The World Bank and other institutions, however, say corruption adds an average of up to 10 percent to the cost of doing business. Honest governance creates a fair playing field and rewards businesses by merit and innovation. Virtue is not only its own reward but creates winners that benefit all of society.

The most compelling example of this argument – and a model for China – is Singapore. Under the late leader Lee Kuan Yew, the island nation tackled corruption in many ways, such as keeping salaries high for civil servants. Its economy has flourished.

By contrast, China still ranks 100 out of 175 on a scale of perceived corruption, as determined by Transparency International. Reducing this corruption is necessary to help the Chinese economy become less dependent on state-run enterprises. Xi does not want the sale of those enterprises, as expected under coming reforms, to go to those who pay the highest bribe.

If the critics of anti-corruption campaigns have any argument, it may be that such campaigns can stigmatize an entire country.  The corrupt only learn how to better hide their deeds. An equal effort must be made to promote honesty, such as directing projects toward local, community involvement where accountability is often stronger.
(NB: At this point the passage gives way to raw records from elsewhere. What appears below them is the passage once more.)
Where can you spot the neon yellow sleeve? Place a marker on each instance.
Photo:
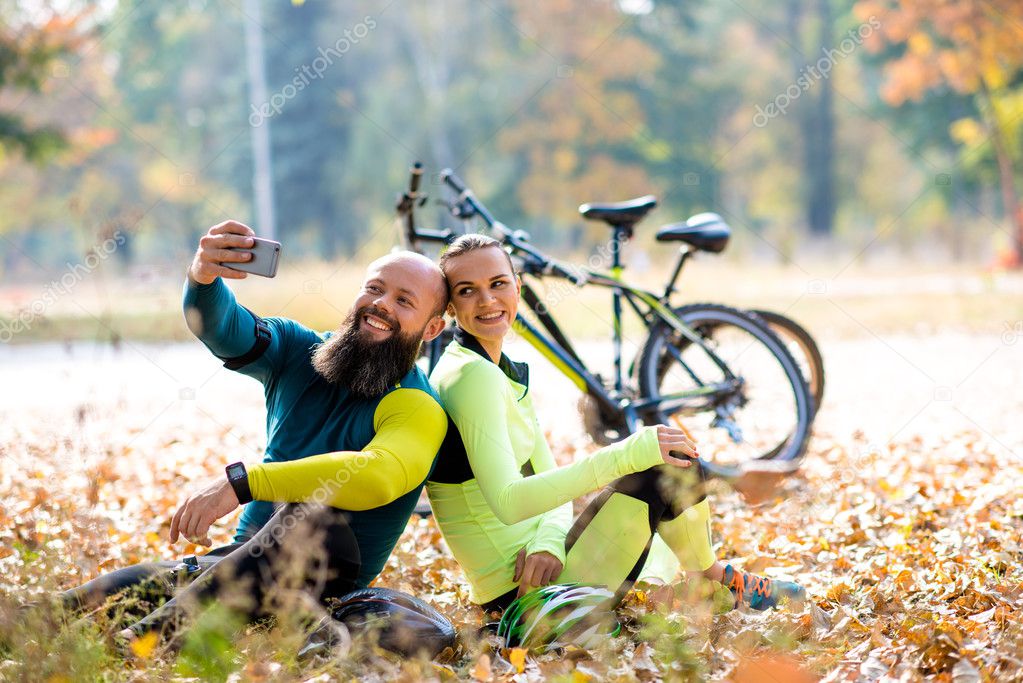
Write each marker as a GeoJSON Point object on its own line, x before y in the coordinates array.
{"type": "Point", "coordinates": [554, 527]}
{"type": "Point", "coordinates": [409, 424]}
{"type": "Point", "coordinates": [484, 409]}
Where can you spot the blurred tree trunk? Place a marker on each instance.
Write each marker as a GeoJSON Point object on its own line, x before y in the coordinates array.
{"type": "Point", "coordinates": [820, 147]}
{"type": "Point", "coordinates": [262, 165]}
{"type": "Point", "coordinates": [815, 116]}
{"type": "Point", "coordinates": [1007, 175]}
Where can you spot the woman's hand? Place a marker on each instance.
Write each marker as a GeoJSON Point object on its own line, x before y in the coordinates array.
{"type": "Point", "coordinates": [538, 568]}
{"type": "Point", "coordinates": [673, 439]}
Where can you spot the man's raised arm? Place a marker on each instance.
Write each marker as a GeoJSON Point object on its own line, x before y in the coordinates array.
{"type": "Point", "coordinates": [409, 427]}
{"type": "Point", "coordinates": [213, 315]}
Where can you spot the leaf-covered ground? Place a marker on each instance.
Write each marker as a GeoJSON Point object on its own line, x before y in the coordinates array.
{"type": "Point", "coordinates": [904, 524]}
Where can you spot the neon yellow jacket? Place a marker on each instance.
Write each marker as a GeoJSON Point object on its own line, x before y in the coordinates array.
{"type": "Point", "coordinates": [486, 505]}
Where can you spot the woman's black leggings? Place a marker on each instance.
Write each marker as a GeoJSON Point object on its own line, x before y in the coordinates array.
{"type": "Point", "coordinates": [303, 546]}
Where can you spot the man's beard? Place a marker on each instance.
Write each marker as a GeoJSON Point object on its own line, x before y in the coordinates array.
{"type": "Point", "coordinates": [367, 368]}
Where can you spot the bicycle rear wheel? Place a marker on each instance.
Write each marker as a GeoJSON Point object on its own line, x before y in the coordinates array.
{"type": "Point", "coordinates": [803, 349]}
{"type": "Point", "coordinates": [768, 412]}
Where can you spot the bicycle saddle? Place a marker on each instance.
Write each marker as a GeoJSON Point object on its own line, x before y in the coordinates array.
{"type": "Point", "coordinates": [625, 214]}
{"type": "Point", "coordinates": [705, 232]}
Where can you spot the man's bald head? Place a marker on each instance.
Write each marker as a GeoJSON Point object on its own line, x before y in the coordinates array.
{"type": "Point", "coordinates": [424, 275]}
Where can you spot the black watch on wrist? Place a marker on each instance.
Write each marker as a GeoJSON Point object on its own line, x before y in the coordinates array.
{"type": "Point", "coordinates": [238, 479]}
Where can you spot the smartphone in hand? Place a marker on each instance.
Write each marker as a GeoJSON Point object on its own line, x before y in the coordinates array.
{"type": "Point", "coordinates": [265, 253]}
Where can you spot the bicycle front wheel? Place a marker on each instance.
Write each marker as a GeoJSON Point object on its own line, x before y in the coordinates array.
{"type": "Point", "coordinates": [740, 392]}
{"type": "Point", "coordinates": [803, 349]}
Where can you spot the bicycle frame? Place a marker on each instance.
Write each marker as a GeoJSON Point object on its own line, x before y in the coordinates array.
{"type": "Point", "coordinates": [556, 346]}
{"type": "Point", "coordinates": [559, 351]}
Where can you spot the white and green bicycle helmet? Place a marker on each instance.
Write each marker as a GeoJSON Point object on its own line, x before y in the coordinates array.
{"type": "Point", "coordinates": [562, 615]}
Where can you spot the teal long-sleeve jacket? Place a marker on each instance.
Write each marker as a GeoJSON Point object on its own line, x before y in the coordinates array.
{"type": "Point", "coordinates": [369, 456]}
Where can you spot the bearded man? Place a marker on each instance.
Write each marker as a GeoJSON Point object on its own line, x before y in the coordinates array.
{"type": "Point", "coordinates": [353, 428]}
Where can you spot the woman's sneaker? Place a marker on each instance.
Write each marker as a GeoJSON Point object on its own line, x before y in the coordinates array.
{"type": "Point", "coordinates": [760, 592]}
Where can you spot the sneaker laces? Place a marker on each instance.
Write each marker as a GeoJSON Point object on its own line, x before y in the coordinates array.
{"type": "Point", "coordinates": [743, 581]}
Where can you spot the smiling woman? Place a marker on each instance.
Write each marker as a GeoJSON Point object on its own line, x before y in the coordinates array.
{"type": "Point", "coordinates": [503, 505]}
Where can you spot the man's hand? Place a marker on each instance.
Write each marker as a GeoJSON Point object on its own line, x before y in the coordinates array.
{"type": "Point", "coordinates": [192, 519]}
{"type": "Point", "coordinates": [215, 248]}
{"type": "Point", "coordinates": [536, 570]}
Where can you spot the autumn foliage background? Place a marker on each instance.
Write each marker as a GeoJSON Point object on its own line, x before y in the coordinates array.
{"type": "Point", "coordinates": [880, 209]}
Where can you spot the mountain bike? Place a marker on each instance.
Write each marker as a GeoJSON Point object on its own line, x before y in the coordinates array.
{"type": "Point", "coordinates": [737, 384]}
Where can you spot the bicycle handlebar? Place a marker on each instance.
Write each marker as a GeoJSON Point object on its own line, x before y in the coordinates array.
{"type": "Point", "coordinates": [501, 231]}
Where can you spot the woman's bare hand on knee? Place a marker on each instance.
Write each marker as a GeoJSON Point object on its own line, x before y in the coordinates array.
{"type": "Point", "coordinates": [673, 442]}
{"type": "Point", "coordinates": [535, 570]}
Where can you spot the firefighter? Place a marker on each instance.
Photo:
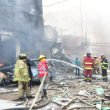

One global group, the Accountability Lab, has worked with Liberia, Nepal, and other countries to identify “honest government officials” through popular campaigns. It attempts to “name and fame” officials of integrity rather than “name and shame” corrupt ones. Honesty then becomes a powerful incentive for effective governance.

”In the battle against corruption, we all have a responsibility to stand for integrity,” said Antony Blinken, deputy US secretary State, in a June meeting of the G20 anti-corruption working group.

As China deals with a difficult transition to a new economic model, it must continue to make the right choice of sticking with its anti-corruption campaign – while also rewarding its honest leaders.